Private catastrophe bonds, also known as cat bond lites, provide a useful way for sponsors to test the ILS market and their appetite to sponsor larger deals in future, as well as an entry-point for sponsors seeking lower limits.
The private cat bond market has seen significant growth in 2015, with the highest level of private or lite cat bonds ever recorded coming to market during the year. Details on all the transactions that Artemis has collected data on can be found in the Deal Directory.
According to GC Securities, the investment banking and broker-dealer arm of reinsurance broker Guy Carpenter, the continued growth of the private or lite cat bond market is down to the ability of sponsors to use these lower friction transactions to issue smaller deals more cost-effectively, or to test out their appetite for catastrophe bond sponsorship.
“The growth of the private cat bond market this year is a function of sponsors with lower limit needs or those sponsors testing the alternative capital market for the first time,” GC Securities explained in its latest quarterly cat bond market report.
Sponsors can use the private structures, such as Rule 4(2), Regulation D and Regulation S securities markets, if they are wanting to try out the capital markets-based as a way to “gain the same benefits as larger sponsors using 144A catastrophe bonds,” GC Securities said.
This ability to try out the market, or to access smaller amounts of reinsurance limit, through the sponsoring of smaller privately arranged and placed cat bonds has added a new dimension to the market, benefiting both sponsors and investors.
The private or cat bond lite structure has also helped some ILS fund managers to acquire risk in a liquid, securitised form to meet specific ILS fund mandates, as evidenced by the Dodeka series of transactions from ILS manager Twelve Capital.
GC Securities explained why private cat bonds are lower friction for sponsors; “Private catastrophe bonds differ from 144A catastrophe bonds in that there is no formal offering prospectus, no expert risk analysis from a third party modeling firm or rating on the notes.”

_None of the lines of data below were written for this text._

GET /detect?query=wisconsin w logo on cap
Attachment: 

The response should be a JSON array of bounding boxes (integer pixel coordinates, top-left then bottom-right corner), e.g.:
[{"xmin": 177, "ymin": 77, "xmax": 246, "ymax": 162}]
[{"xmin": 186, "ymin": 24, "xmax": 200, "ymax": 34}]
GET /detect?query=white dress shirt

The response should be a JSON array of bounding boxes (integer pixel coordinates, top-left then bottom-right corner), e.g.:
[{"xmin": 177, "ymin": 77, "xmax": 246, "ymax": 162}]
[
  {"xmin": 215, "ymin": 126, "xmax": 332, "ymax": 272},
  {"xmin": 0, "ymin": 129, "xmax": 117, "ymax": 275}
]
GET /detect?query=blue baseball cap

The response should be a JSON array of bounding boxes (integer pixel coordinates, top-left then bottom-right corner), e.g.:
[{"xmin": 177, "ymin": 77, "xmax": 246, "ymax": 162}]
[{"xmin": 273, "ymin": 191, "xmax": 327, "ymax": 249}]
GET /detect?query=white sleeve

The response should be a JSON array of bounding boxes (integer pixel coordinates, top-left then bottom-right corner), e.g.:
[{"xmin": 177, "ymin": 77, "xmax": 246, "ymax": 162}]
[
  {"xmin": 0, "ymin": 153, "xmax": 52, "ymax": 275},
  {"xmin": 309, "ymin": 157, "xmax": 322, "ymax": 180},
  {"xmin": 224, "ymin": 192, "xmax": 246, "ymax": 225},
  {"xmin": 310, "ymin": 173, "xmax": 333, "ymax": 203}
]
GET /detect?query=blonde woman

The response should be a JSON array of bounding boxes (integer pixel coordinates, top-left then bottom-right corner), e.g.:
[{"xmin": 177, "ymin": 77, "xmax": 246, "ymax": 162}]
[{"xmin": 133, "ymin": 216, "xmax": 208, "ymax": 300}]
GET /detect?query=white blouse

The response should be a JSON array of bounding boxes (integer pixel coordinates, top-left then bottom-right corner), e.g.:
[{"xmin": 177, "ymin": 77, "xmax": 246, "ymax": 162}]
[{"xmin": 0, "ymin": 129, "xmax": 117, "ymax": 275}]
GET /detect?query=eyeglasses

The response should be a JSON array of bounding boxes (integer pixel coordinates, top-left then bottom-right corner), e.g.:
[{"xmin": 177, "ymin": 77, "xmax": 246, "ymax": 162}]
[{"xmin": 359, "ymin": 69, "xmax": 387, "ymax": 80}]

And lower friction in terms of the effort of issuing a private cat bond or ILS deal translates into a lower cost for the sponsor to bear, making this an accessible way to enter the market. This is also beneficial as there are fewer investors available for the private structures, with more seeking the full 144a style cat bond issues.

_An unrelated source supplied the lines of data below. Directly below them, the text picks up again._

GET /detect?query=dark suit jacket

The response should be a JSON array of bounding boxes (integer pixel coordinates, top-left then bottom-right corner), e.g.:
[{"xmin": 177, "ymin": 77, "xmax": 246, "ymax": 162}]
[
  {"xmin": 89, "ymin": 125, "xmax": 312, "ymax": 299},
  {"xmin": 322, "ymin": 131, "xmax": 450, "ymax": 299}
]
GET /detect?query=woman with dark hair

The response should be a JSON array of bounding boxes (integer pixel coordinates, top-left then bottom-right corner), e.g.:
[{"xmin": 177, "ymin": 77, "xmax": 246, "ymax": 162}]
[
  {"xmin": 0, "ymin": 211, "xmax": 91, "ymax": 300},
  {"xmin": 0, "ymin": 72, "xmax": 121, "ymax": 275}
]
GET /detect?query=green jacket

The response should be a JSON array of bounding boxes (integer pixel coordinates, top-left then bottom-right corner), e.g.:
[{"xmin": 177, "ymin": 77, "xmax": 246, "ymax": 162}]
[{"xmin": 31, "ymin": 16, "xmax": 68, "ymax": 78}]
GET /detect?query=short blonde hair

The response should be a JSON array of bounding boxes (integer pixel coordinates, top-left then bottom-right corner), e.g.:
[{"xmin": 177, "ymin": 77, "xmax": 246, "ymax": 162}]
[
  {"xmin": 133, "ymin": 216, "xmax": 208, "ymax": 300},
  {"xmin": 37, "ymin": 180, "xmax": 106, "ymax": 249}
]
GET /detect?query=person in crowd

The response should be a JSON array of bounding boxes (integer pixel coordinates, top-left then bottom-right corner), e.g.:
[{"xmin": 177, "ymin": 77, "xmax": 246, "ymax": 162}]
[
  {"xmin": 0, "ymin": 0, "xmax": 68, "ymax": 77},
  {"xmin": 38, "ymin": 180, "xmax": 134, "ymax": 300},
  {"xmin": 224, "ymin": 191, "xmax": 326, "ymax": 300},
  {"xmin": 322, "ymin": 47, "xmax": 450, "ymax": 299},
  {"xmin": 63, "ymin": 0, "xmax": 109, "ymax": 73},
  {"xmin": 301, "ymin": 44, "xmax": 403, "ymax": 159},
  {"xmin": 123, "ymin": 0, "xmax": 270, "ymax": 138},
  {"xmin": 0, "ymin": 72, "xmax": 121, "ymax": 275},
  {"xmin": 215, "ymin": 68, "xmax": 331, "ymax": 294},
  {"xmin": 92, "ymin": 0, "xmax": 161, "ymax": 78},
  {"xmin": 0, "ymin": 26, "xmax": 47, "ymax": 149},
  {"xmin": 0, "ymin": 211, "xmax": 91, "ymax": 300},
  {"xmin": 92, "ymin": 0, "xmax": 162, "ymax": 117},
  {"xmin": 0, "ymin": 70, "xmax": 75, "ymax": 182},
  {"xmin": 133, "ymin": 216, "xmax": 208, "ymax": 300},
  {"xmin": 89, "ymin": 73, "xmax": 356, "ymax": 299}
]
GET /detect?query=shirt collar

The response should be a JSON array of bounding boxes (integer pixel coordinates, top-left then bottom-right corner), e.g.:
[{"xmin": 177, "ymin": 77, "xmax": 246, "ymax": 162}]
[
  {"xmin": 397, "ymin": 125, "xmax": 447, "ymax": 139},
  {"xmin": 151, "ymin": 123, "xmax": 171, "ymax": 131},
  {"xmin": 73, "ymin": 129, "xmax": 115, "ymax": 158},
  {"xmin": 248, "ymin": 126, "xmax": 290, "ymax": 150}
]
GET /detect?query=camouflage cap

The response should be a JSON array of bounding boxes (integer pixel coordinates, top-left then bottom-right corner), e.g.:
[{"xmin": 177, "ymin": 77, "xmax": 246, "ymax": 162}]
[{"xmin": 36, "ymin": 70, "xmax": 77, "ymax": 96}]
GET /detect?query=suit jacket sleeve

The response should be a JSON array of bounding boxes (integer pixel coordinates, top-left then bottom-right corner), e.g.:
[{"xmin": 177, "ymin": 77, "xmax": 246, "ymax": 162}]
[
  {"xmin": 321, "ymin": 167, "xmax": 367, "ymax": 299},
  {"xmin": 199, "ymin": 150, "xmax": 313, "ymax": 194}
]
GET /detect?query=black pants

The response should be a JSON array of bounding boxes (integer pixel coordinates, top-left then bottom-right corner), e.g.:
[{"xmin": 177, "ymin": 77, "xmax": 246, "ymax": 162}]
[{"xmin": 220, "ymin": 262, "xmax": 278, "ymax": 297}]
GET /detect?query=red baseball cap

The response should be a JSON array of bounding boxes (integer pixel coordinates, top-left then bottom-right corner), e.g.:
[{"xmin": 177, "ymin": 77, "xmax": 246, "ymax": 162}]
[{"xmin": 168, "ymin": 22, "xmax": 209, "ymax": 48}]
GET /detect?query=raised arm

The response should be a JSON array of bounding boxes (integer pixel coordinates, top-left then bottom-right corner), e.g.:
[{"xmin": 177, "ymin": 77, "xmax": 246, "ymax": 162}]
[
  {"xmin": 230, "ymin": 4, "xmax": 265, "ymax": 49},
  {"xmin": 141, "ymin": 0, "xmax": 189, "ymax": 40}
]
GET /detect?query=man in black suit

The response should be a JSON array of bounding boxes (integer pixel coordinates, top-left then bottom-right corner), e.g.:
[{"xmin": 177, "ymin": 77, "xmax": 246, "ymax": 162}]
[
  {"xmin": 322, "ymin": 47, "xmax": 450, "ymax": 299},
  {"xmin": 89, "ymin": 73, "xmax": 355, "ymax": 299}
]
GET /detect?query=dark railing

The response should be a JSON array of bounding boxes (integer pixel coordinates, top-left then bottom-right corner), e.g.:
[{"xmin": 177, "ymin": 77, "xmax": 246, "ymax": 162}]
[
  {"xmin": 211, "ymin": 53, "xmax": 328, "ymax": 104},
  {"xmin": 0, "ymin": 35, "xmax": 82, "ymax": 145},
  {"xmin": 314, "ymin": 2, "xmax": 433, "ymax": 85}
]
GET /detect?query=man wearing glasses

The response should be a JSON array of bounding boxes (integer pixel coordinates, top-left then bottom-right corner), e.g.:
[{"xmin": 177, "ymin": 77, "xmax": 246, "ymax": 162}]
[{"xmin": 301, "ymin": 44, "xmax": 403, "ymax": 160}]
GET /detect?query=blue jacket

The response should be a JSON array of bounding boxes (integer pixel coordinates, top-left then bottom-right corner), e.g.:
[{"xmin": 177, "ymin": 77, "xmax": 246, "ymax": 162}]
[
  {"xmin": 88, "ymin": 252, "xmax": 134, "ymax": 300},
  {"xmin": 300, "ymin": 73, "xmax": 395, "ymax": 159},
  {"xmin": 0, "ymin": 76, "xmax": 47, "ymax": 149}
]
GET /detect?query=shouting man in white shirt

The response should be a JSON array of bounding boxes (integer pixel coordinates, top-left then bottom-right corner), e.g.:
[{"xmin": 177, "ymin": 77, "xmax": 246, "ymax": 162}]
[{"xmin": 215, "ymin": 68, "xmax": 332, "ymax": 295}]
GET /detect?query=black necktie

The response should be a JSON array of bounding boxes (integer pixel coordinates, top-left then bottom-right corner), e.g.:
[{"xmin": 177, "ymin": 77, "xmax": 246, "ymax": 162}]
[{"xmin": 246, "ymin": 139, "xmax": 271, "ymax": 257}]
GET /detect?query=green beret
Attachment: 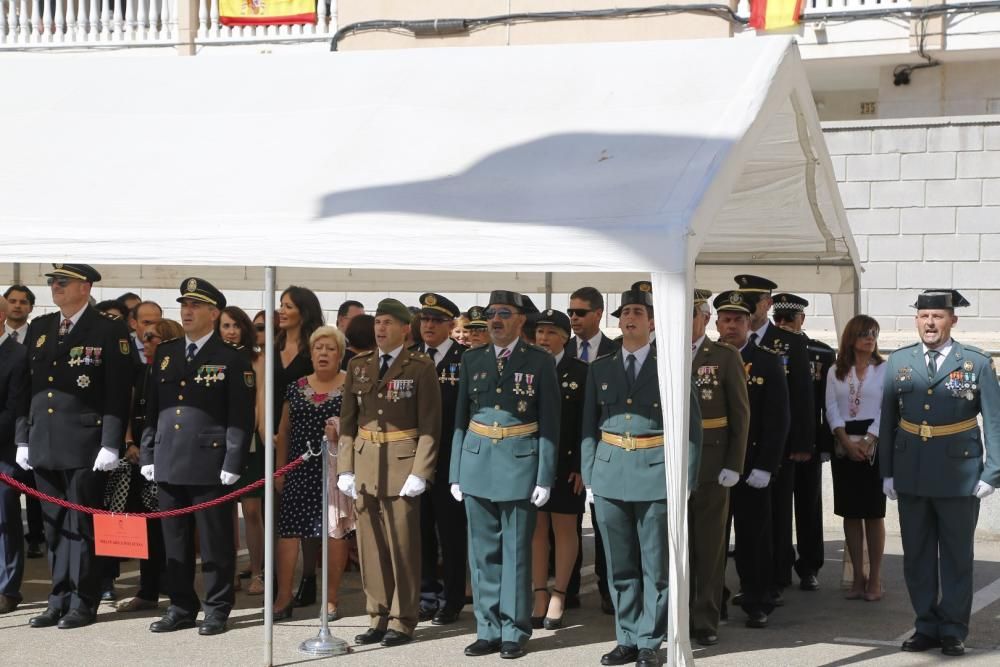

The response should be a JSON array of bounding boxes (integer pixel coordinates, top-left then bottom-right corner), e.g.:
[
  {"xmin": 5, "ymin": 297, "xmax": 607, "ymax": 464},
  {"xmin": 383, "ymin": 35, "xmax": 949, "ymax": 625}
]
[{"xmin": 375, "ymin": 298, "xmax": 412, "ymax": 324}]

“Private cat bond structures result in lower expenses relative to 144A offerings, which offset the smaller pool of capital market investors that consider such private cat bond opportunities (relative to the larger pool 144A cat bond investors),” GC Securities continued.
Overall the continued growth of the private cat bond market is indicative of both sponsors and investors “becoming increasingly comfortable with using insurance-linked securities to either buy or sell protection, respectively,” GC Securities said.
Private deals are playing a useful role in the catastrophe bond market now. With $547 million of truly lite cat bond deals issued year-to-date, plus one large $300 million private transaction sponsored by AIG, the private market is set to become a meaningful part of annual catastrophe bond issuance statistics.